Not finishing one's meal is not considered impolite in Japan, but rather is taken as a signal to the host that one does not wish to be served another helping. Conversely, finishing one's meal completely, especially the rice, indicates that one is satisfied and therefore does not wish to be served any more.[3] Children are especially encouraged to eat every last grain of rice. (See also mottainai as Buddhist philosophy.) It is impolite to pick out certain ingredients and leave the rest. One should chew with the mouth closed.

It is acceptable to lift soup and rice bowls to the mouth so one does not spill food. Miso soup is drunk directly from its (small) bowl; larger soups and those with chunky ingredients may come with a spoon. Of course hashi ("chopsticks") are always provided. Noodles from hot soup are often blown on (once lifted from the soup) to cool them before eating; and it is appropriate to slurp certain foods, especially ramen or soba noodles. However, slurping is not practiced universally, and Western-style noodles (pasta) should not be slurped.

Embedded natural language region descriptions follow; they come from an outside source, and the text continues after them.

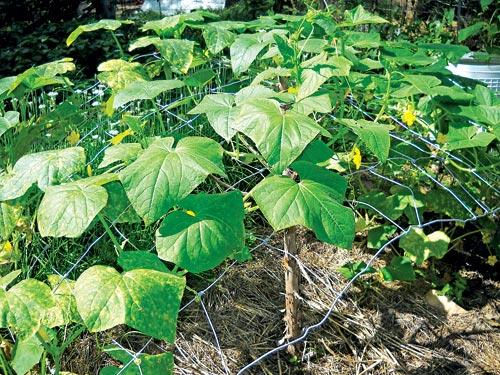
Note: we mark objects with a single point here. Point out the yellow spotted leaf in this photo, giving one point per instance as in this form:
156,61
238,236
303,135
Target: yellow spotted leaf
117,139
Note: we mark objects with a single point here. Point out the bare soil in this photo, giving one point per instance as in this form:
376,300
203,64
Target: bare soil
377,328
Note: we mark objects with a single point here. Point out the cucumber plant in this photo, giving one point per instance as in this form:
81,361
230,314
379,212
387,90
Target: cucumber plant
310,102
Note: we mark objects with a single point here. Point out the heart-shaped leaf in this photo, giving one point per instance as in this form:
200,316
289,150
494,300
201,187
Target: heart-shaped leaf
43,168
145,300
279,136
207,230
286,203
163,174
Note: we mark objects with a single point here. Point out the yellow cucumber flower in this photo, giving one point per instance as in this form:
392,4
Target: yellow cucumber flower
492,260
409,116
73,138
356,157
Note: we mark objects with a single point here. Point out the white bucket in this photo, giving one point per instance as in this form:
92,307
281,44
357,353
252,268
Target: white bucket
480,71
170,7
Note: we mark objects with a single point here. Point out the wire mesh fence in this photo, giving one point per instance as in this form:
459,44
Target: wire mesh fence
328,286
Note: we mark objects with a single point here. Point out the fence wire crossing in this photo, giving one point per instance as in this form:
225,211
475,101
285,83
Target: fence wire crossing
334,291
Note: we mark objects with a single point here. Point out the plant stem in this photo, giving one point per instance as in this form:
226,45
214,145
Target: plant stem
43,363
292,282
118,246
158,114
386,97
118,45
5,365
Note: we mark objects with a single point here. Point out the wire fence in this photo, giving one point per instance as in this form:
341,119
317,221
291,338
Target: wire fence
334,290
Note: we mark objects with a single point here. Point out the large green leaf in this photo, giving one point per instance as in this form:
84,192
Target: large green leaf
464,136
220,112
271,73
26,355
145,300
418,246
374,135
132,260
100,25
164,174
44,75
286,203
67,210
43,168
5,85
25,306
125,152
9,214
279,136
245,50
178,52
318,102
207,230
336,184
119,73
143,364
9,120
119,209
62,290
318,70
217,38
145,90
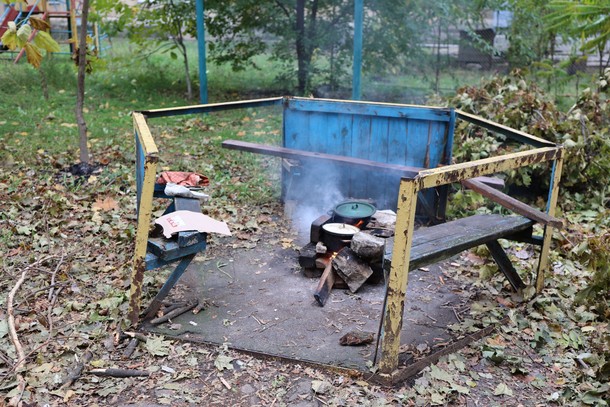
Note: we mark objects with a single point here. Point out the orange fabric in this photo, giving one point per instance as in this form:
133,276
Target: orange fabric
188,179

Rice is generally eaten plain or sometimes with nori (very thin sheets of dried seaweed, perhaps shredded or cut into strips) or furikake (a seasoning). More substantial additives may also be provided: a raw egg, nattō (sticky fermented soy beans), a small piece of cooked fish, or tsukemono (preserved vegetables). The egg and nattō are often served at breakfast; both are meant to be mixed into the rice. Less commonly, dishes feature rice with ingredients mixed in, either during the cooking (takikomi gohan, "cooked in rice") or after the rice has been cooked (maze gohan, 混ぜご飯, "mixed rice").[4][5]

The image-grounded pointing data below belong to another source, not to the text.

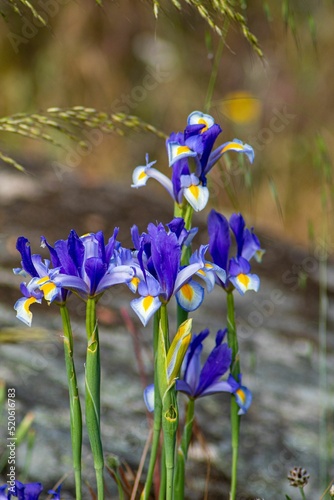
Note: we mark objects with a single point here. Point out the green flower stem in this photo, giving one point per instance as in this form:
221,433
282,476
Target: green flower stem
235,371
92,384
75,407
157,414
183,450
301,489
186,212
169,405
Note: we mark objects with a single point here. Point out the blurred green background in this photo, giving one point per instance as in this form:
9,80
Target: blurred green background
120,58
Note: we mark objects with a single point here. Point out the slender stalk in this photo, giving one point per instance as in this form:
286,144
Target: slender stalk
215,68
92,383
186,212
157,415
235,371
169,407
75,407
323,383
183,450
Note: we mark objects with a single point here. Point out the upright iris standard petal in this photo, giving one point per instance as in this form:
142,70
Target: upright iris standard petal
219,238
166,256
241,277
177,151
201,381
158,264
243,395
190,296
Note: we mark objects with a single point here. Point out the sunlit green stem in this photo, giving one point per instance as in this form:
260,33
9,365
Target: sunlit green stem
183,450
186,212
75,407
215,68
235,371
169,409
92,383
157,414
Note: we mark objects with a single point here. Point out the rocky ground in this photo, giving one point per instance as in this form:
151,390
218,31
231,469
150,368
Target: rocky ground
278,329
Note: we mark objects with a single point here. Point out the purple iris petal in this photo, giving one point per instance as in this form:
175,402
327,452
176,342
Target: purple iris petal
29,491
251,245
73,283
237,225
67,264
218,362
76,250
23,246
166,255
219,238
95,269
239,266
53,254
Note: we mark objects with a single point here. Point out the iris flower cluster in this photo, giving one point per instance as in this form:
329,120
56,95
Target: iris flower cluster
28,491
191,156
159,267
199,380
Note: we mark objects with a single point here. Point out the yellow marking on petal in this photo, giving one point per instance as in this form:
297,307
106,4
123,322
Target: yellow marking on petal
142,175
233,145
147,302
201,121
28,303
135,281
194,191
43,280
187,292
244,279
182,149
47,288
241,395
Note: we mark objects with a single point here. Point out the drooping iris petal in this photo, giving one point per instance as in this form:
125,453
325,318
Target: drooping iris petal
196,195
219,238
240,276
246,282
238,146
166,255
23,246
218,362
145,307
22,308
141,175
193,362
237,224
199,118
190,296
177,151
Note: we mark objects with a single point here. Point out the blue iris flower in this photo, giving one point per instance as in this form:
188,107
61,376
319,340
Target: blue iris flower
88,266
29,491
158,271
191,156
248,246
84,265
198,381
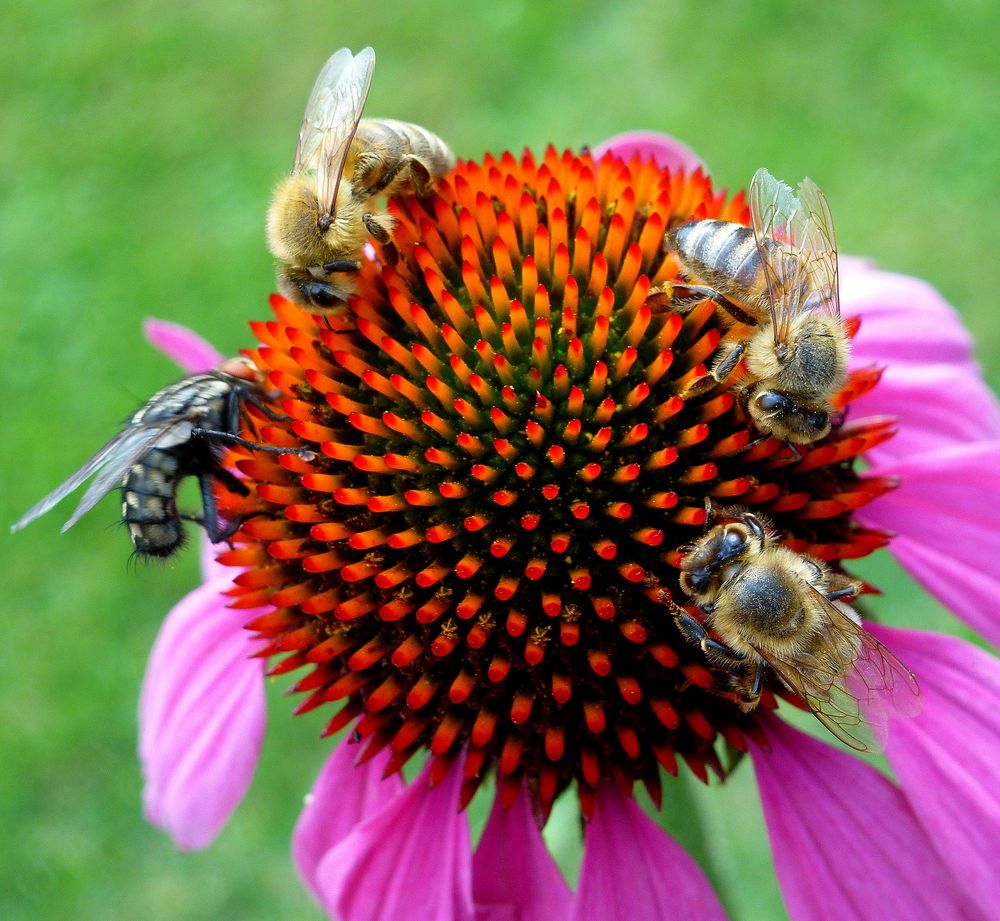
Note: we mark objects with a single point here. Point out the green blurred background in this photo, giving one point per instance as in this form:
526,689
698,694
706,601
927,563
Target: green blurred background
138,146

Pouring soy sauce over white rice is not a Japanese custom, nor is it good form to pour soy sauce directly over sashimi or sushi: soy sauce is a condiment to be used with discretion, just enough to enhance, but not overwhelm, the flavor of the food to which it is added. At each diner's seat, a small dish is provided for holding the sauce and dipping in a bit of food. To pour an excessive amount of soy sauce into this dish is considered greedy and wasteful (see mottainai). Put in a little, and add more as needed.

Sushi etiquette dictates that when eating nigiri-zushi, one dips the topping-side of the sushi piece into the soy sauce, thus protecting the rice from soaking up too much sauce. Leaving stray grains of rice floating in the sauce is considered uncouth, but can be hard to avoid for those who have difficulty manipulating chopsticks. It is also uncouth to mix wasabi (green horseradish) into the soy sauce dish. Instead, put a dab of wasabi on the sushi piece after it has been dipped. In sushi-only restaurants, it is perfectly acceptable to use fingers instead of chopsticks to eat the nigiri-zushi.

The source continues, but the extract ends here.